La nuit de ma naissance

10 Juil La nuit de ma naissance

Tout a commencé la nuit de ma naissance. Je sais, cela peut paraître évident ou banal, tout commence toujours au moment de notre naissance. Pourtant, ce n’est que bien des années plus tard que l’histoire de cette nuit-là, que j’avais apprise de ma mère, ce n’est que bien des années plus tard que j’ai compris à quel point les évènements qui précédèrent ma venue au monde avaient déterminé toute ma vie.

Il est fréquent que le déroulement d’une naissance ait une influence importante sur toute l’existence, particulièrement lorsqu’elle se déroule avec des incidents. En revanche, de tels incidents produits quelques heures avant sont plus rares. Et c’est ce qui m’est arrivé.

Je me souviens de nuits d’été, lorsque l’enfance avait apporté à mes premières années les rêves et l’or et l’amour maternel qui ont laissé en moi le dépôt toujours intact le plus sacré et le plus merveilleux.
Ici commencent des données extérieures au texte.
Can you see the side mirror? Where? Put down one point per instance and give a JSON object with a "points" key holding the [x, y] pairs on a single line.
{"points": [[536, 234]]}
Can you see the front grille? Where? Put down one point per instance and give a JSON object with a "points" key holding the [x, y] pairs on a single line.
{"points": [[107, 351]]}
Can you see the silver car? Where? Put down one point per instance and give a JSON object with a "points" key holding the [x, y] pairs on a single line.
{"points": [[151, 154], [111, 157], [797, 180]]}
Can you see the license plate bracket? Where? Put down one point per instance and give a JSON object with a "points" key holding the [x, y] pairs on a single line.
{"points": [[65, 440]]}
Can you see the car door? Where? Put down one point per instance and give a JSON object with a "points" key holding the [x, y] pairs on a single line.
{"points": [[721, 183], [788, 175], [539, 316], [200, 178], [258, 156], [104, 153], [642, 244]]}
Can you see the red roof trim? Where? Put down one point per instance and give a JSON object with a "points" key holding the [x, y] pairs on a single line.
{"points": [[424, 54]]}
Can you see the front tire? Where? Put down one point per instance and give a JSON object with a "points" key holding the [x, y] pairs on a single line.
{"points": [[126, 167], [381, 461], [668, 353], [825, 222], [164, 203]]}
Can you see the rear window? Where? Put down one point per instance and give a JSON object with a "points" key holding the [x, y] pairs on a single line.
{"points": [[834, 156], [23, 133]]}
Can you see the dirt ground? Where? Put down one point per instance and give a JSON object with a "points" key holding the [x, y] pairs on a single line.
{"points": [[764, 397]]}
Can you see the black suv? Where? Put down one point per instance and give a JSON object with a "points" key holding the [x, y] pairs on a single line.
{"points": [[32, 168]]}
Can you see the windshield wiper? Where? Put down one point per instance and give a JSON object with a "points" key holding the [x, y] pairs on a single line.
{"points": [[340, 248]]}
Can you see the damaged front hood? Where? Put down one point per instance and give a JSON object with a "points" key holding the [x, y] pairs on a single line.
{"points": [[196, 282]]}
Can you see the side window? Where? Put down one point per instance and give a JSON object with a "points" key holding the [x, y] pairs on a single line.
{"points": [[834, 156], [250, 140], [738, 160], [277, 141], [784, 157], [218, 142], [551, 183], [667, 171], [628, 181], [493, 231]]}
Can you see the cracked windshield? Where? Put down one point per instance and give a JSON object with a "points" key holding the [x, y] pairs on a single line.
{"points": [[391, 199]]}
Nous profitions, mes frères, ma soeur et moi de la complicité des longues soirées d’été où disparaissent toutes les contraintes du monde. Nous étions tous les quatre agglutinés dans les profondeurs du canapé-lit du salon comme les petits oisillons dans leur nid blottis sous l’aile de leur mère.

Ces moments étaient les plus privilégiés. Maman nous racontait des histoires, répondait à toutes les questions qui nous passaient par la tête. Mais ce qui nous captivait le plus, c’était qu’elle nous dise, jusque dans les moindres détails, toutes les circonstances de nos naissances respectives.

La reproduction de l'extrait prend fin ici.